Allerdings sind es die Gegensätze, die das Spiel zu so einem Spaß machen: Zum einen hat man da die dramatische Crime-Story, voller Wendungen und mit hervorragend dargestellten Charakteren, deren Persönlichkeiten für den Spieler greifbar sind. Zum anderen sind da eben die absurden Nebenmissionen. Oft verbirgt sich hier aber jede Menge Herz hinter manch zunächst albern wirkender Aufgabe. So hilft man beispielsweise einem verzweifelten Vater Preise aus dem Greifautomat für seine Tochter zu gewinnen, schafft gebrauchte Unterwäsche für einen Geschäftsmann an oder besorgt einem auf dem Pott gestrandeten Manager neues Toilettenpapier. Manchmal entwickeln sich die Nebenaufgaben vollkommen unerwartet und enden mit einem kleinen Twist.
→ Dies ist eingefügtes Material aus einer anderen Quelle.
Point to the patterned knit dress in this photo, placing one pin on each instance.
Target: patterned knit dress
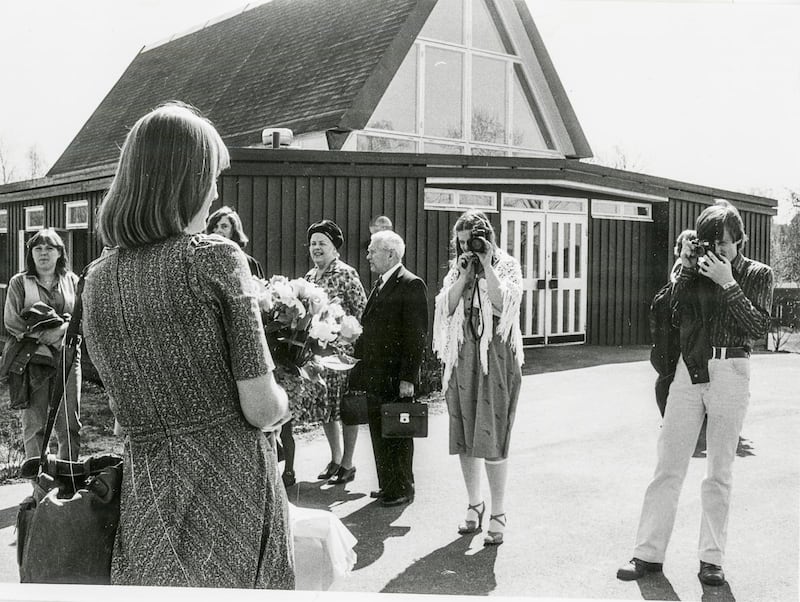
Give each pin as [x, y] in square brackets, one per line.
[171, 327]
Der Umfang ist bei „Yakuza Kiwami“ wie gesagt geringer als bei „Yakuza Zero“: In letzterem habe ich bestimmt gut 100 Stunden zugebracht, da ich auch das Gros der Nebenaufträge erledigt habe. Bei „Yakuza Kiwami“ sollte mit Nebenaufgaben wohl etwas weniger als die Hälfte an Spielzeit drin sein – das ist allerdings immer noch ein umfangreiches Spiel. Zumal Sega den Titel zu einem fairen Preis von weniger als 35 Euro veröffentlicht hat. Da kann ich euch also nur empfehlen reinzuschauen. Solltet ihr „Yakuza Zero“ wiederum bisher ausgelassen haben, ist letzteres aber ein noch besserer Einstieg. Denn „Yakuza Kiwami“ spielt wie gesagt gerade zu Anfang stark auf „Yakuza Zero“ an.
Anfang 2018 soll international das bereits in Japan erhältliche „Yakuza 6“ auf den Markt kommen – darauf freue ich mich schon extrem. Ich hoffe auch der ein oder andere von euch gibt der Spielereihe vielleicht eine Chance: Man merkt den Games durch ihre Ecken und Kanten an, dass hier nicht die große Masse anvisiert wird und nicht das Budget eines Triple-A-Titels dahinter steckt. Aber der einzigartige Charme der Games zieht sich durch jeden Titel und macht auch „Yakuza Kiwami“ meiner Ansicht nach zu einem Pflichtkauf.
Vielen Dank für diesen (für mich) Geheimtipp Yakuza 0. Nach einer anfänglichen leichten Befremdung habe ich das Spiel aus denselben Gründen lieben gelernt, die du anführst. Und das, obwohl ich mit Japan-Spielen bisher nichts am Hut hatte.
Hey, das freut mich! Mir ging es damals auch am Anfang so mit der Reihe: Ich kam an der PS3 durch Zufall auf „Yakuza 3“ und am Anfang wirken die Spiele halt extrem schräg. Gerade die Mnüs und die Oberfläche sind ja auch eher altbacken. Aber wenn man dann drin im Spiel ist, gibt es wirklich sehr viel Tiefe. Ich finde auch die Hauptstories immer klass geschrieben – die können sich zweifellos mit den besten Games messen. Der Kontrast durch diese abgedrehten, absurden Nebenquesten ist dann herrlich und das gibt es meines Erachtens in dieser Form kaum in einem anderen Game.
Zumal die Nebenquesten ja trotzdem oft so etwas Herzerwärmendes haben – etwa diese ganze Storyline um den Angestellten beim Pocket Circuit oder die Kinder und ihre Freunschaften dort.
Freue mich schon unheimlich auf Yakuza 6, das ja eine deutlich moderne Grafikengine nutzt :-).